GiellaLT provides rule-based language technology aimed at minority and indigenous languages
Dokumentasjon av transferreglar.
“Apertium is a more complicated and less user friendly version of sed.”
Documentation:
Task:
Num Sg (Nom|Acc) + N Sg Gen => Num Sg Nom + N Par
Input:
$ echo "Leat guokte guoli" | apertium -d . sme-smn-biltrans
^Leat<vblex><iv><indic><pres><pl3><@+FMAINV>/Leđe<vblex><indic><pres><pl3><@+FMAINV>$ ^guokte<num><sg><nom><@←SUBJ>/kyehti<num><sg><nom><@←SUBJ>$
^guolli<n><sem_ani><sg><gen><@Num←>/kyeli<n><sem_ani><sg><gen><@Num←>$
Output:
$ echo "Láá kyehti kyellid" | hfst-proc smn-sme.automorf.hfst
^Láá/Leđe<vblex><iv><indic><pres><pl3>$
^kyehti/kyehti<num><sg><nom>$
^kyellid/kyeli<n><par>$
Rule 1: Ignore disambiguation errors!
$ echo "Leat guokte guoli" | apertium -d . sme-smn
#Leđe #kyehti kyele
So what output do we current have ?
$ echo "Leat guokte guoli" | apertium -d . sme-smn-postchunk
^Leđe<vblex><indic><pres><pl3>$ ^kyehti<num><sg><nom>$ ^kyeli<n><sg><gen>$^.<sent>$
So, what do we actually want to do ?
<n><sg><gen> --> <n><par> | [ <num><sg><nom> | <num><sg><acc>
In Apertium we call the first part (before the two pipes) the “action”, and the second part (… the context after the two pipes) the “pattern”.
So:
Pattern = [ <num><sg><nom> ]( <num><sg><acc> ) <n><sg><gen>
Action = <n><sg><gen> --> <n><par>
<sg> --> ""
<gen> --> <par>
Patterns are defined by “def-cat” entries. The “cat” stands for category.
<def-cat n="num-nomacc">
<cat-item tags="num.sg.nom.*"/>
<cat-item tags="num.sg.acc.*"/>
</def-cat>
This is a set of two items, one containing nom and one containing acc.
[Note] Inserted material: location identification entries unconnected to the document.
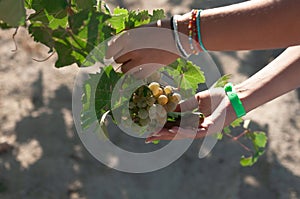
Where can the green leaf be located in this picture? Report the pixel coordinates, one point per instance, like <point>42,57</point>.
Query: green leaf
<point>118,19</point>
<point>227,130</point>
<point>186,74</point>
<point>64,53</point>
<point>245,162</point>
<point>78,20</point>
<point>57,8</point>
<point>42,34</point>
<point>260,139</point>
<point>192,76</point>
<point>236,122</point>
<point>97,94</point>
<point>222,81</point>
<point>12,12</point>
<point>85,4</point>
<point>251,160</point>
<point>157,15</point>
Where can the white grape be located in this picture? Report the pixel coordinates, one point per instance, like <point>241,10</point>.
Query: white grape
<point>162,99</point>
<point>153,86</point>
<point>144,122</point>
<point>143,114</point>
<point>150,101</point>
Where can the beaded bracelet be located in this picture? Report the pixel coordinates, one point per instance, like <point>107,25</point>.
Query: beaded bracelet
<point>177,39</point>
<point>199,31</point>
<point>234,100</point>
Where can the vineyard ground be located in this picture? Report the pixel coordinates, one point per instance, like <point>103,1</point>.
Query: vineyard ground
<point>47,160</point>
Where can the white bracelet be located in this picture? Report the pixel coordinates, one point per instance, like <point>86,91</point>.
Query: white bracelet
<point>177,39</point>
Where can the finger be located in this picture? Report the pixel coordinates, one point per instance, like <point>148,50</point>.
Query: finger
<point>187,105</point>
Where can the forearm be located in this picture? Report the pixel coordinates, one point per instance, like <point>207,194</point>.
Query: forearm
<point>256,24</point>
<point>277,78</point>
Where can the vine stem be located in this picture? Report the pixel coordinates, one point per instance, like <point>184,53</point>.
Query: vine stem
<point>13,37</point>
<point>241,135</point>
<point>43,60</point>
You can change the order of the “cat-items” (they are more or less a set). The tags are not sets, they are sequences with wildcards.
To do “or” in the category entries, you just add more cat-item lines.
<def-cat n="n-sg-gen">
<cat-item tags="n.sg.gen.*"/>
</def-cat>
So, to match the pattern “numeral singular in nominative or accusative followed by noun singular in genitive” we would do:
<pattern>
<pattern-item n="num-nomacc"/>
<pattern-item n="n-sg-gen"/>
</pattern>
Here the order is important, this is a sequence.
The “.” is not a regular expression “.” it is ><
so:
n.sg.gen.* = <n><sg><gen>(<*>)+
n.*.gen.* = <n><*><gen>(<*>)+
Let´s start to define our rule file:
-------------------------------------------------------
<transfer>
<section-def-cats>
<def-cat n="num-nomacc">
<cat-item tags="num.sg.nom.*"/>
<cat-item tags="num.sg.acc.*"/>
</def-cat>
<def-cat n="n-sg-gen">
<cat-item tags="n.sg.gen.*"/>
</def-cat>
</section-def-cats>
<section-rules>
<rule>
<pattern>
<pattern-item n="num-nomacc"/>
<pattern-item n="n-sg-gen"/>
</pattern>
</rule>
</section-rules>
</transfer>
-------------------------------------------------------
Input:
^guokte<num><sg><nom><@←SUBJ>/kyehti<num><sg><nom><@←SUBJ>$ ^guolli<n><sem_ani><sg><gen><@Num←>/kyeli<n><sem_ani><sg><gen><@Num←>$
| ________________________**| |**________________________|
Source language (SL) Target language (TL)
| _________________________________________________________|
Lexical unit (LU)
Now we look at the action. Actions are defined within the <rule>.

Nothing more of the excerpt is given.